Vamos ver agora se compensa ou não fazer a ração na propriedade. No QUADRO 1 são apresentadas diversas fórmulas de rações com 24, 28 ou 32% de proteína bruta (PB). As três primeiras fórmulas combinam diversos ingredientes e se aproximam mais das rações comerciais utilizadas na produção de tilápias em viveiros (24 e 28%PB) e em tanques-rede (32% PB). Observe que a ração 24%PB foi formulada para conter metade da suplementação vitamínica e mineral da ração 28%PB (ração completa para viveiros). A ração 32%PB contém uma suplementação mineral e vitamínica três vezes maior do que a ração 28% PB.

Alguns fabricantes de ração e premix dispõem de núcleos especiais para o preparo de rações para peixes. Os núcleos geralmente contêm um elevado teor de proteína, pois são elaborados com farinhas de peixe, protenose e outros ingredientes protéicos. Também contêm aminoácidos sintéticos, vitaminas e minerais, dispensando assim o uso de premix. Esta praticidade do núcleo permite ao piscicultor o preparo de diversos tipos de rações usando poucos ingredientes disponíveis na propriedade (por exemplo, o farelo de soja e o milho – ou o sorgo), conforme exemplificado nas três fórmulas centrais do QUADRO 1. As três últimas fórmulas apresentadas também foram feitas com poucos ingredientes, para facilitar a vida do produtor. Sem o uso do núcleo, foi feita a inclusão do premix vitamínico e mineral.

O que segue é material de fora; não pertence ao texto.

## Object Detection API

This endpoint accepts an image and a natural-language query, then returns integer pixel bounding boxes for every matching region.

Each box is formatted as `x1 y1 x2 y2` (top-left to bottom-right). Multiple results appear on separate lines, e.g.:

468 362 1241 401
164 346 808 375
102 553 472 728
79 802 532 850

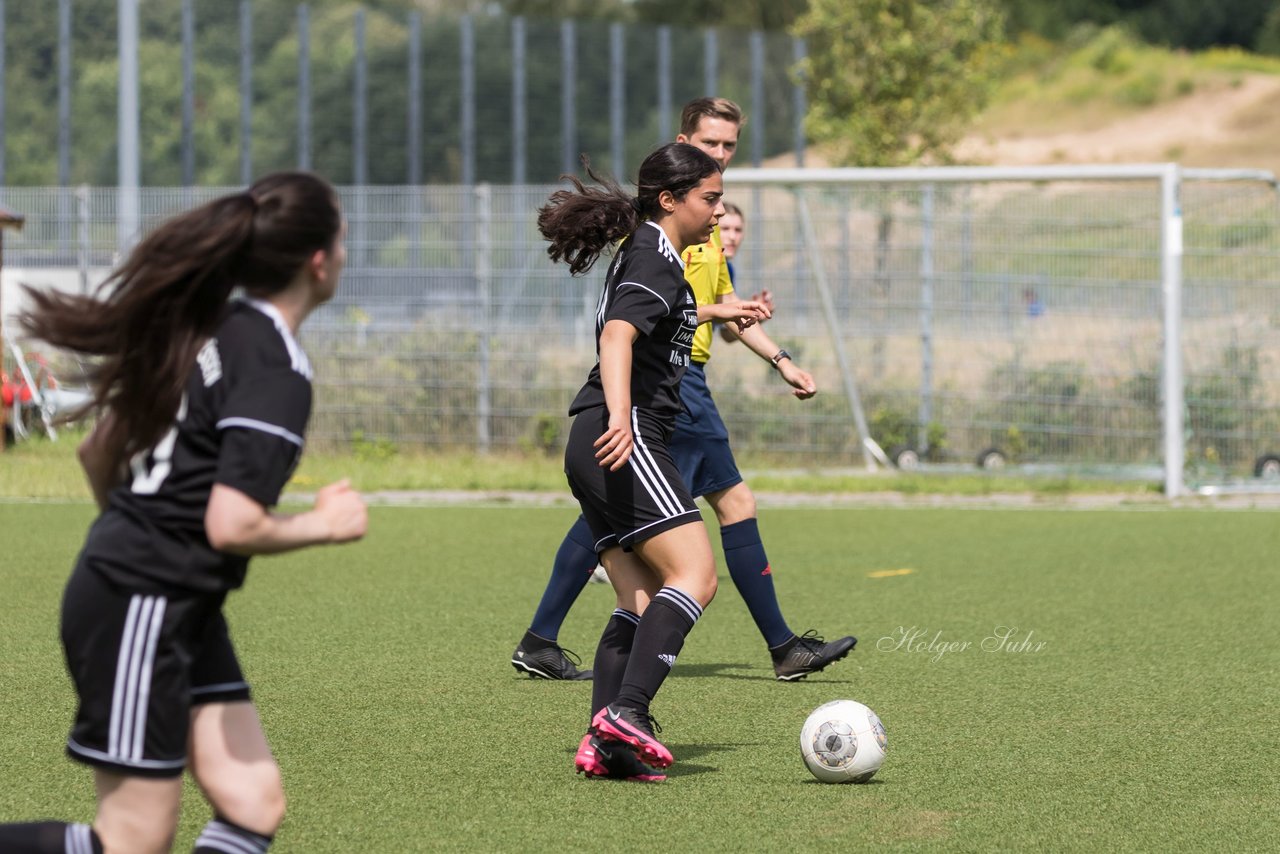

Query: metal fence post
791 38 809 166
298 4 311 169
239 0 253 186
0 0 8 187
609 22 627 181
703 28 719 97
58 0 72 187
1160 163 1187 498
182 0 196 187
115 0 142 255
658 27 672 145
404 12 422 185
351 6 369 187
561 19 577 173
458 15 476 186
472 183 493 453
511 18 529 186
915 184 933 455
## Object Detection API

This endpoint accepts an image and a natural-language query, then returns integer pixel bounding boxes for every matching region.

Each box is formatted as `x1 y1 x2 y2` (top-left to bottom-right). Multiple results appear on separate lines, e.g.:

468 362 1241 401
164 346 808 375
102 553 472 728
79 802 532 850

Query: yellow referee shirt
685 225 733 362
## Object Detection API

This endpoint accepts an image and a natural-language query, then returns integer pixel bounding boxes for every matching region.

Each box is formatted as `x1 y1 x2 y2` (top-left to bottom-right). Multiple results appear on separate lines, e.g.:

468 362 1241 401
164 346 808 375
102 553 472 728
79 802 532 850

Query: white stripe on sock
196 821 270 854
654 588 703 622
613 608 640 626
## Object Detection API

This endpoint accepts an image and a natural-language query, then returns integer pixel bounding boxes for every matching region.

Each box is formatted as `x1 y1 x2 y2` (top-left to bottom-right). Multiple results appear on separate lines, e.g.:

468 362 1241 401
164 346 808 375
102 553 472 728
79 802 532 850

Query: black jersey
82 300 311 590
568 223 698 417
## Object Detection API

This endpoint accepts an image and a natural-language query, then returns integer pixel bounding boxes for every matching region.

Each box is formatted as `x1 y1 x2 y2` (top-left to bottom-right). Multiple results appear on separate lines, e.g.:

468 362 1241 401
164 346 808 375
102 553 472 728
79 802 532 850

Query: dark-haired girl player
0 173 367 854
538 142 768 781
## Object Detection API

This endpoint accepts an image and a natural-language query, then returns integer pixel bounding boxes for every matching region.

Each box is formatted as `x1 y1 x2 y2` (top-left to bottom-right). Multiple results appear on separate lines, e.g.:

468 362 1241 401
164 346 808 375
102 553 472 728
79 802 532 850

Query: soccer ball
800 700 888 782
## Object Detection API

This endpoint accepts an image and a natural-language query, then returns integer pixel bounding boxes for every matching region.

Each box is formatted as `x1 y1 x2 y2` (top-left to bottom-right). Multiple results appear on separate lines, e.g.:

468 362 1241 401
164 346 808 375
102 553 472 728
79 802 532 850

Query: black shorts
61 565 250 777
564 406 703 552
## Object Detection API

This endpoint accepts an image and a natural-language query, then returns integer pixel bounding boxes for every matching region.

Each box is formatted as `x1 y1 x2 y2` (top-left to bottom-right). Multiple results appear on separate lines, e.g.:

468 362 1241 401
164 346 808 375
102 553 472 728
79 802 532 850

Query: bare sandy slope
757 74 1280 174
956 74 1280 172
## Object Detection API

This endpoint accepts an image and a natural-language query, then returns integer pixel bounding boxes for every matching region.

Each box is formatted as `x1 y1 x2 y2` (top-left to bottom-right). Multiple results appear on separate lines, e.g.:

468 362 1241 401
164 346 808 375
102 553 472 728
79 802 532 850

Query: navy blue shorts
667 362 742 498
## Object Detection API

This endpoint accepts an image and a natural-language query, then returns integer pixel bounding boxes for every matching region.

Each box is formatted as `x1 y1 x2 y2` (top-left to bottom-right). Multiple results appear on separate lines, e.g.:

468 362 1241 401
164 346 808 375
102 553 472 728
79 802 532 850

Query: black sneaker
773 629 858 682
511 640 591 682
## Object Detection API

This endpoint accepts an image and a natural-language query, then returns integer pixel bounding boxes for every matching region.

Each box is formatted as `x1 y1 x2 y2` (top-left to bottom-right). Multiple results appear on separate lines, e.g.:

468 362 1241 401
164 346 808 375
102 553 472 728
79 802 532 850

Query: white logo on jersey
196 338 223 388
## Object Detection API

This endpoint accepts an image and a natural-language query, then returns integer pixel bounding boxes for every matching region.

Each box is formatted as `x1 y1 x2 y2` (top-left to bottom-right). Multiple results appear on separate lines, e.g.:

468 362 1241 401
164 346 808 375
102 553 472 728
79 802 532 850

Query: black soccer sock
591 608 640 718
0 822 102 854
529 516 599 641
721 519 795 648
614 586 703 714
192 816 273 854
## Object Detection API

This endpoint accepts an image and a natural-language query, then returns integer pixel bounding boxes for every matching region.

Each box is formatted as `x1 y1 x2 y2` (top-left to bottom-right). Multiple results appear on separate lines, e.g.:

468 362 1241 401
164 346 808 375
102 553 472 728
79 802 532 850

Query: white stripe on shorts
106 594 166 763
631 406 685 519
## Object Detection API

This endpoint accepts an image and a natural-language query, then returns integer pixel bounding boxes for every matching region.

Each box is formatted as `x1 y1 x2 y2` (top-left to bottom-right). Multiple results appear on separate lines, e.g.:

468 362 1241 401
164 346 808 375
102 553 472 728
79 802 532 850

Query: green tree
792 0 1002 376
792 0 1002 166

Com base nos preços dos ingredientes (segunda coluna do QUADRO 1) e no custo de processamento de R$ 0,04/kg, as rações caseiras aqui exemplificadas apresentam um custo semelhante ao das rações comerciais extrusadas disponíveis aos piscicultores. Como os preços dos ingredientes variam de região para região, com a escala da compra e com a qualidade do próprio ingrediente, é recomendável que o piscicultor recalcule os custos destas fórmulas com base nos preços de ingredientes em sua propriedade. Isto pode ser feito multiplicando o preço dos ingredientes (em R$ por quilo) pela quantidade de ingrediente utilizada em cada fórmula do QUADRO 1. A soma dos custos de todos os ingredientes deve ser dividida por 100 para obter o custo da fórmula por quilo de ração. Um técnico experiente na formulação de rações poderá ajudar no ajuste da fórmula caso haja outros ingredientes disponíveis.

As indústrias de ração trabalham com uma maior diversidade de ingredientes, compram matérias-primas em maior escala e utilizam programas que otimizam a formulação das rações. Deste modo, os fabricantes elaboram fórmulas a um menor custo do que o piscicultor é capaz de fazer. Isso acaba compensando o maior custo do processamento via extrusão (entre R$ 120,00 a 180,00 por tonelada para rações com peletes entre 4 a 6mm) e as despesas relacionadas ao controle de qualidade das matérias primas, embalagens, administração, seguros, marketing, impostos diversos, etcetera e tal. Assim, o piscicultor deve fazer bem as contas para ver se realmente compensa produzir uma ração caseira. Feitas as contas, ele deve avaliar os seguintes pontos:

Ponto 1. Como ficará a conversão alimentar? A ração extrusada passa por processamento térmico que aumenta a sua digestibilidade. Na ração caseira isto não ocorre. Adicionalmente, as rações caseiras geralmente não flutuam, o que dificulta o controle da alimentação e aumenta os riscos de sobra dessa ração. Estes dois fatores (digestibilidade e flutuabilidade), por si só, são suficientes para que o piscicultor espere uma pior conversão alimentar com a ração caseira. Para compensar a pior conversão alimentar, a ração caseira deve ter um preço menor do que o das rações comerciais, na mesma proporção do aumento dos índices de conversão. Exemplo: se uma ração caseira resulta em conversão alimentar de 1,8:1 e custa R$ 0,40/kg, a ração adicionará R$ 0,72 por quilo de peixe. Isto equivale ao uso de uma ração comercial que custa R$ 0,55/kg e resulta em conversão de 1,3:1; ou a uma ração comercial que custa R$ 0,48/kg e permita uma conversão de 1,5:1.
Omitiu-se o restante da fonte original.